How to Handle Writes
The first and easiest decision for a system designer is how to handle writes to shared data, there are two options: write-update and write-invalidate. Write-invalidate protocols require that when a CPU writes to a cache line, the writing CPU must notify sharing CPUs (i.e. other CPUs with that cache line) that their data for that cache line is now invalid and should not be used. This entails sending out the cache line address, which is relatively short, plus a few bits to indicate that it needs to be invalidated. Under a write-update protocol, the writing CPU updates any sharing CPUs by sending out the new value for the cache line, rather than simply sending out an invalidation message, so the messages are quite a bit larger. For example, in a 4 socket system, sending out a cache line update could take 64-128B, while an invalidate message would likely take around 5-8B. These numbers depend a bit on the virtual addressing capability, cache line size, and message protocol, but a 8-25x difference is still huge. There are currently no shipping high performance server systems that use write update because the bandwidth use is far too high, consequently all further discussions assume write invalidate.
Hops Enough for All
Another key differentiator between coherency protocols is the number of logical hops or stages in a transaction. Most protocols are either two or three hops. In a three hop protocol, the different phases are: request, snoop/forward and response. When a requesting processor misses in its cache, it first sends a query to the home node. Next, the home node snoops the rest of the system and reads the requested cache line from memory. Last, the home node and all processors in the system respond to the request and send data or an acknowledgement back to the original requester. The key to note is that the requesting processor cannot actually use any data until it has received messages from all other processors in the system. In a two hop coherency protocol, the first stage is simply omitted. The requesting processor snoops the entire system and then waits for responses. In general, two hop protocols have lower latency than three hop protocols, but the latter are better suited to directories. The animations in Figure 3 show the difference between the two. The top animation is a two hop coherency protocol, while the bottom shows a three hop protocol.

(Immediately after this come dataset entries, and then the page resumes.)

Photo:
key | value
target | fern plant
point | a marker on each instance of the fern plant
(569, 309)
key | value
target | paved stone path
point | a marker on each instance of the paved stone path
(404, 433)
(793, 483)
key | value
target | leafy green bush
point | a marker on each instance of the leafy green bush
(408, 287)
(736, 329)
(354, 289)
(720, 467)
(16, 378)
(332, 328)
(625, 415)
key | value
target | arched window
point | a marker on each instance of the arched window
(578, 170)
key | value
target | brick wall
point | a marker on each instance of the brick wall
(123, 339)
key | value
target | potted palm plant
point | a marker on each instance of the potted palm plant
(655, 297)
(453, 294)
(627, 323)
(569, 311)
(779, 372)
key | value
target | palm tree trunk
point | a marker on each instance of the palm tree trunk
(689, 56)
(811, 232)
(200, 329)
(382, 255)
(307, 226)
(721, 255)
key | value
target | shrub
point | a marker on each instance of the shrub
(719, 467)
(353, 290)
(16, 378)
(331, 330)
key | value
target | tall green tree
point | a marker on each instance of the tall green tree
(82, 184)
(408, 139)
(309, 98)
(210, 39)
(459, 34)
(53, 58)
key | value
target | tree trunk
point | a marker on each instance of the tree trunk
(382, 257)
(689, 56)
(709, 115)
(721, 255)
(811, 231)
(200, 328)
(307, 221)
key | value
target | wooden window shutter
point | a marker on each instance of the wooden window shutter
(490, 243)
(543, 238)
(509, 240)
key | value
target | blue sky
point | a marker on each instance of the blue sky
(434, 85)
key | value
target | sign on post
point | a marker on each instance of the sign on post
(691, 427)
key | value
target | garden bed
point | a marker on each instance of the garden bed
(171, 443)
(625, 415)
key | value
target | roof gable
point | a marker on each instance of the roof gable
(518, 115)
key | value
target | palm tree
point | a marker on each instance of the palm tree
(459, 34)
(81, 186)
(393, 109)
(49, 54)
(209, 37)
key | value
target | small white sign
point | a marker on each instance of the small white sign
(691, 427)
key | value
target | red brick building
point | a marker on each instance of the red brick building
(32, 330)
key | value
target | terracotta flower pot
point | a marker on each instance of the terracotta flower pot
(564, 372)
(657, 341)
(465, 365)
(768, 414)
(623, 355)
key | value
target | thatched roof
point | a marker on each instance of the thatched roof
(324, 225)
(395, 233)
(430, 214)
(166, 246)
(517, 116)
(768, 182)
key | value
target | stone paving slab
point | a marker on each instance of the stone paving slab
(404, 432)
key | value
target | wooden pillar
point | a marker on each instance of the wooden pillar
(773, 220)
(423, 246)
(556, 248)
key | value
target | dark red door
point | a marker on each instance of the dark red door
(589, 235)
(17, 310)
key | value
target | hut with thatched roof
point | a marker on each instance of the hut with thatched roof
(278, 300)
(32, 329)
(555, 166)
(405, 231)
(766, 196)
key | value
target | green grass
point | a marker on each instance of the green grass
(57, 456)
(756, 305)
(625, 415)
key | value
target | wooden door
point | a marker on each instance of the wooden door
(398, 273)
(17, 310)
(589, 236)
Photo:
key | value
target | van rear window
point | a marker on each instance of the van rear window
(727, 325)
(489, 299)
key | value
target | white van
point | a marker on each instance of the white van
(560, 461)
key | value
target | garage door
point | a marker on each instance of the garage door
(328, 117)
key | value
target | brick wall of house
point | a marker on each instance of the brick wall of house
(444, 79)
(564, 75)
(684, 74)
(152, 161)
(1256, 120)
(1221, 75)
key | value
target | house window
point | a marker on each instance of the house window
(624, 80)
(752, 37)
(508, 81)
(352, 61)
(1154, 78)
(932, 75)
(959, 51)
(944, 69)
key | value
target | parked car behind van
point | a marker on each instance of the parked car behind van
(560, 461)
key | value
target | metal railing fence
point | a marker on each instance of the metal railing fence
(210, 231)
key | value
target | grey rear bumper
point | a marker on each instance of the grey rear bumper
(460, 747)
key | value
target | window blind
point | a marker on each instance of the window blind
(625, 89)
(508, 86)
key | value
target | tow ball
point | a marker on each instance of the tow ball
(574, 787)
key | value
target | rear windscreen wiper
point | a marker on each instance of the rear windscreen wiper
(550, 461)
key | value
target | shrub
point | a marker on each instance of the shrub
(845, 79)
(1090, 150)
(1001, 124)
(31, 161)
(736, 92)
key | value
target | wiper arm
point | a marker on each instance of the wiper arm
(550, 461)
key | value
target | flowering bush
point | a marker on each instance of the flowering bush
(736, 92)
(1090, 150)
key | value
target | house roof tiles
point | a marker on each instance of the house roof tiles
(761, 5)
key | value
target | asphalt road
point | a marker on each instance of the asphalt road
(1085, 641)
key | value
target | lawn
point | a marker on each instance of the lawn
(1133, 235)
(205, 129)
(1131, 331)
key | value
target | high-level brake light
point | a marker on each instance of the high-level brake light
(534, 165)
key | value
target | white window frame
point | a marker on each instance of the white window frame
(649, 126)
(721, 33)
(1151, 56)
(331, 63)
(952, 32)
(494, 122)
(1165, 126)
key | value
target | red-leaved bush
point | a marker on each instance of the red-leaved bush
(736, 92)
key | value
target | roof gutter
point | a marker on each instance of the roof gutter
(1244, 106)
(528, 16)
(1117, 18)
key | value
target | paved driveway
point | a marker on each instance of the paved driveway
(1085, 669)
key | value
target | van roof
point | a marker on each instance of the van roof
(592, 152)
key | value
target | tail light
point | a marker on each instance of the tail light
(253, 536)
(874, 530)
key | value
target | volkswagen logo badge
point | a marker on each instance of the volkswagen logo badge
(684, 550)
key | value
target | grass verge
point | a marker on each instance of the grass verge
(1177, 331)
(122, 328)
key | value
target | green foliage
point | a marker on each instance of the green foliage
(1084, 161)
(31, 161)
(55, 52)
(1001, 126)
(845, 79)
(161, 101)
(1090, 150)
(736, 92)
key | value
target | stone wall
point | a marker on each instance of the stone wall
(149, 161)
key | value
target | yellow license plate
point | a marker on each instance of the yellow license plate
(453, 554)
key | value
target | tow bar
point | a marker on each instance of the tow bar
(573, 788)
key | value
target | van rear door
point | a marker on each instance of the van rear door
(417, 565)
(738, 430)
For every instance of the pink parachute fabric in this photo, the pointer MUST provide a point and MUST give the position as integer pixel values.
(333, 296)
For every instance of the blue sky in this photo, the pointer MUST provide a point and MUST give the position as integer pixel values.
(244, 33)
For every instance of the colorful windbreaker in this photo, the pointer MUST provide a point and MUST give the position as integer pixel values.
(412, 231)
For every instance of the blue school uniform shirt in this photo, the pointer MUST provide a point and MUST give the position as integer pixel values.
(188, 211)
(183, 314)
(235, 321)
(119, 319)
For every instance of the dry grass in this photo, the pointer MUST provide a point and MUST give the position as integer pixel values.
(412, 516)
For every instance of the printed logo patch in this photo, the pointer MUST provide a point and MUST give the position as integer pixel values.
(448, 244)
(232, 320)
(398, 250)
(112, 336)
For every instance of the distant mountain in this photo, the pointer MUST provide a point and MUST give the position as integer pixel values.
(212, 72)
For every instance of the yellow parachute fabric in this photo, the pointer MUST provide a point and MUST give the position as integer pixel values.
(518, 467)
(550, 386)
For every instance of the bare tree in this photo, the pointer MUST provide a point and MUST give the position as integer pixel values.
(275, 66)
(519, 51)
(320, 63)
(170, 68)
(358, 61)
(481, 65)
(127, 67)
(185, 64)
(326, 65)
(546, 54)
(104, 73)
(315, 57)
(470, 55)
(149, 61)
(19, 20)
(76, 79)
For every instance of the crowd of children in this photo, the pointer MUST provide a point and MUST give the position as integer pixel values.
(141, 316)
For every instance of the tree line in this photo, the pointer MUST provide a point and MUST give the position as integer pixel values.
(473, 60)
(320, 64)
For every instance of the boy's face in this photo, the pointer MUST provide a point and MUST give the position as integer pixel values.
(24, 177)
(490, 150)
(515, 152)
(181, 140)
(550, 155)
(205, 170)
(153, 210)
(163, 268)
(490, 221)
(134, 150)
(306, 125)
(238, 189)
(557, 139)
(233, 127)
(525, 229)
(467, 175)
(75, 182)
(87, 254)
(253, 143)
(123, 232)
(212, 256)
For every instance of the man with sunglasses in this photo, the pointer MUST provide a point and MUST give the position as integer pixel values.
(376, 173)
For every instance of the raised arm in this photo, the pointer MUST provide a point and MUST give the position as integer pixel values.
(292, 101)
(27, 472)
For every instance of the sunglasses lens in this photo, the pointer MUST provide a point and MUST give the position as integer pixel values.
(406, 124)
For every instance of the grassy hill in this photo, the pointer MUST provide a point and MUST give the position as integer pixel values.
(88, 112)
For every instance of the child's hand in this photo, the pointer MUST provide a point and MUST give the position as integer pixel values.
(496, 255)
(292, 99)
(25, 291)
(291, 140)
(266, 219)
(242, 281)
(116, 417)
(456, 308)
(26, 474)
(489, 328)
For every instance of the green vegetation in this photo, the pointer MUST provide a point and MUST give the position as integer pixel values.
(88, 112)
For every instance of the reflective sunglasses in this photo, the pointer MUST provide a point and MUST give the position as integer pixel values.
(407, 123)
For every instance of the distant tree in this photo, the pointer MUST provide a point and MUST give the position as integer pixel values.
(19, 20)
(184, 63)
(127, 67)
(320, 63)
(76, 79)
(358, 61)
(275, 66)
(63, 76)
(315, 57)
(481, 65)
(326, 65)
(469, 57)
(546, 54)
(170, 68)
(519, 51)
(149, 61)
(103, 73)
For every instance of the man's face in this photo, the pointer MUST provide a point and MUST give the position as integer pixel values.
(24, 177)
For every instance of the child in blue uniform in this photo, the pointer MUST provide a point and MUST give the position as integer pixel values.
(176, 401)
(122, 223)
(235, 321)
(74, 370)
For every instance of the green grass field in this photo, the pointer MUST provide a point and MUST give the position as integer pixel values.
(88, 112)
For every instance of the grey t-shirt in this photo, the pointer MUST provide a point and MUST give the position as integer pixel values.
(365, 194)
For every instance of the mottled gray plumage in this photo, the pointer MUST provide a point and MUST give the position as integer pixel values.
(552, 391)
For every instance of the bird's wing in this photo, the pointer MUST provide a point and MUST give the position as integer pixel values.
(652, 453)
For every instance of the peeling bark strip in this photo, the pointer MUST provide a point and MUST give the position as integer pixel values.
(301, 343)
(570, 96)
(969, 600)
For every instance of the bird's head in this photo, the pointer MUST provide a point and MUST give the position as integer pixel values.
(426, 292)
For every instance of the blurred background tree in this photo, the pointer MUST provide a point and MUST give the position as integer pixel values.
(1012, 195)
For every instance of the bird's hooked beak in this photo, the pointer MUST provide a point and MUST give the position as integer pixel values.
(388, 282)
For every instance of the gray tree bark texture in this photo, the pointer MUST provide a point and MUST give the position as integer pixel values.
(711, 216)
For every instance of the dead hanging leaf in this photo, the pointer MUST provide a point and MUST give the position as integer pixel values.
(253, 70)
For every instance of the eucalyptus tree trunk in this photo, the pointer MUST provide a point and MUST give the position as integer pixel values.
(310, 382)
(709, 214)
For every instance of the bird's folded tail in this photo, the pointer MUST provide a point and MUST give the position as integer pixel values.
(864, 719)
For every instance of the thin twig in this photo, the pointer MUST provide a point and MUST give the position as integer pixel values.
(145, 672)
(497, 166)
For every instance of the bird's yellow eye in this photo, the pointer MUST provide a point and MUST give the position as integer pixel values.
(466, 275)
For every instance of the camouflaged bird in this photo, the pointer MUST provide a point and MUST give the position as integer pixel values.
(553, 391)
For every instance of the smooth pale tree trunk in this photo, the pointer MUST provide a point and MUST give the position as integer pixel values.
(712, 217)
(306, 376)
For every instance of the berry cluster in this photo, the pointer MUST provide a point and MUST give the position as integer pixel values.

Figure 3 – Two and Three Hop Coherency Protocols
When a processor reads or writes a cache line, it must broadcast a snoop request to all other processors in the system to ensure that it gets the most recent valid cache line. When a processor wishes to write to a cache line, it must first broadcast an invalidate snoop, which tells other processors to evict that cache line. In both cases, the processor must wait to receive responses from all other processors before proceeding. Since all old copies of the cache line get evicted, there is no risk of a processor mistakenly using incorrect data. The two protocols used for x86 microprocessors are MESI (Intel: x86 and IPF) and MOESI (AMD). MESI is a two hop protocol and every cache line is held in one of four states, which track meta data, such as whether the data is shared or has been modified (i.e. is dirty):
Chart 1 – MOESI and MESI States
In contrast, MOESI is a three hop protocol with slightly modified states. Under MOESI, a processor can write to a line in the cache, and then put it in the O state and share the data, without writing the cache line back to memory (i.e. it allows for sharing dirty data). This can be advantageous, particularly for multi-core processors that do not share the last level of cache. For the MESI protocol, this would require an additional write back to main memory.